Despite the known problems, Consumers Energy is forcing Smart Meters on the public.
Consumers Energy tells several lies in this cheerleading article:
Itron Smart Meters do not broadcast once a day. They broadcast 1250 – 26,000 times per day according to California Public Utilities Commission documents which the commission compelled the utility companies to disclose.
The United States National Toxicology Program links this radiation with cancer. The World Health Organization declared it a possible carcinogen back in 2011.
Power outage information is not getting to the company from the meters. Customers still have to phone in an outage.
Pre-paid programs are a terrible idea. They jeopardize the health and safety of low income residents, particularly during the winter or the summer. At least one man froze to death due to a pre-paid scheme. Even though he had the money, he didn’t pay the bill when his prepaid amount ran out because he had dementia.
And the fire risk from these meters is frightening. Itron is known for its thin blades which cause arcing and “dirty” electricity. The company has never taken responsibility for that.
All of this hype by Consumers Energy is false advertising and fraud . There are no benefits except for the utility companies. These meters and their program will cost consumers over and over again. There will never be any savings. The rising costs will take everything. Add the health impacts and fire danger, and this is assault and more.
By Taylor DesOrmeau | tdesorme at mlive.com]
July 29, 2016
JACKSON, MI – There are smart phones, smart watches, smart cars, smart TVs and smart boards.
Now, all Consumer’s Energy customers will have smart meters.
The meters are being installed in Parma and Concord in late August and throughout the rest of Jackson County starting in December.
Smart meters have a communication chip inside that sends a message every night to the company with the amount of energy used for the day. With the new gas and electric meters, customers can view online their hourly energy use.
The digital meter also tells Consumers Energy whenever there’s a power outage.
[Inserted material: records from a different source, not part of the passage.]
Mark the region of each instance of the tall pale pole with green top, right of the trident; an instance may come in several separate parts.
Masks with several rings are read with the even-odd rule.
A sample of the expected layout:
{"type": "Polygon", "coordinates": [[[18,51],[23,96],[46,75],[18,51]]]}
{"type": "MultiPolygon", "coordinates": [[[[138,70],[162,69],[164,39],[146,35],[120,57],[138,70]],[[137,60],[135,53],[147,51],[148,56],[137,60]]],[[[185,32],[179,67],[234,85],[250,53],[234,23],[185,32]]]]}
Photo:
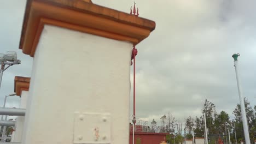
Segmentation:
{"type": "Polygon", "coordinates": [[[245,101],[243,101],[242,88],[240,86],[240,77],[239,77],[238,61],[237,61],[238,56],[240,56],[239,53],[232,55],[235,63],[234,66],[236,71],[236,81],[237,81],[238,95],[240,99],[240,107],[241,107],[242,121],[243,121],[243,133],[245,134],[246,144],[250,144],[251,141],[249,137],[248,123],[247,123],[247,117],[246,117],[246,111],[245,111],[245,101]]]}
“It offers our customers the opportunity to go online and look at their hourly energy use,” said Kathryn Burkholder, outreach coordinator for smart energy at Consumer’s Energy. “It gives us an opportunity to offer programs for our customers like a pre-paid program where they can pay as they go.
There are lots of interesting programs available with the new meter technology.”
The new technology will also eliminate estimated bills for customers.
The power goes out for five to 10 minutes during the installation process, however residents are alerted via a postcard, letter and phone call ahead of time and a knock on the door before the installation.
The program costs $750 million, but will save $1.8 billion, Burkholder said.
About 0.5 percent of customers opt out of the service, which costs $69.39 up front and $9.72 a month.
“Some people believe that there are health issues associated with them,” Burkholder said. “They’ll go online and read about the meters causing cancer, which is absolutely untrue. Our meters emit about as much radio frequency as a baby monitor.”